1

Suppose I have a URL as follows:

http://sitename.com/pathname?title=moviename&url=VIDEO_URL

I want to parse this URL to get the title part and url part alone separately.

I tried the following,

from urlparse import urlparse
q = urlparse('http://sitename.com/pathname?title=moviename&url=VIDEO_URL')

After I do this, I get the following result,

q
ParseResult(scheme='http', netloc='sitename.com', path='/pathname', params='', query='title=moviename&url=VIDEO_URL', fragment='')

and q.query has,

'title=moviename&url=VIDEO_URL'

I am not able to use q.query.title or q.query.url here. Is there a way I can access this? I would like to split the url and title part separately into separate columns. Can we do it this way or can we write a substring method which would check for starting with "title" and ending with "&" and split it?

Thanks

haimen
  • 1,985
  • 7
  • 30
  • 53

5 Answers5

7

You can use urlparse.parse_qs here to make a dictionary of parameters.

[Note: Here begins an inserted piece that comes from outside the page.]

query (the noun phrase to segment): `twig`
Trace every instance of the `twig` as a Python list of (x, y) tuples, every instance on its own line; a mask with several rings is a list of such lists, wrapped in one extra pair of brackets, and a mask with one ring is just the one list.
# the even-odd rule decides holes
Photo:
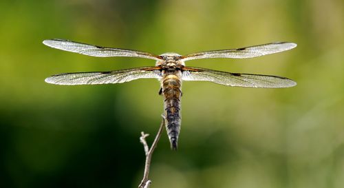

from urlparse import urlparse, parse_qs
q = urlparse('http://sitename.com/pathname?title=moviename&url=VIDEO_URL')
qs = parse_qs(q.query)
print qs["title"] # moviename
print qs["url"] # VIDEO_URL

This is the most reliable way to parse a URL's parameters: much better than split.

Aaron Christiansen
  • 11,584
  • 5
  • 52
  • 78
1

urlparse can parse the url, from there get query and parse that:

>>> import urlparse
>>> url = 'http://sitename.com/pathname?title=moviename&url=VIDEO_URL'
>>> urlparse.parse_qs(urlparse.urlparse(url).query)
{'title': ['moviename'], 'url': ['VIDEO_URL']}

As the query string parameter can appear multiple times, the dictionary provides list of found values (even when there is only one value found.)

Jan Vlcinsky
  • 42,725
  • 12
  • 101
  • 98
0

You're doing it right, it's just that a standard URL is made of:

<SCHEME>://<NETLOC>/<PATH>?<QUERY>

so what you want to extract the details from the query is to split the string, like that, if you like the dirty way:

>>> data = dict(item.split('=') for item in q.query.split('&'))
>>> data
{'url': 'VIDEO_URL', 'title': 'moviename'}
>>> print(data['url'])

and there you have your URL! This a a very basic and canonical version of what the urlparse library offers through the parse_qsl() method. That method also converts + into spaces, handles ';' as well as & and unquotes the URL.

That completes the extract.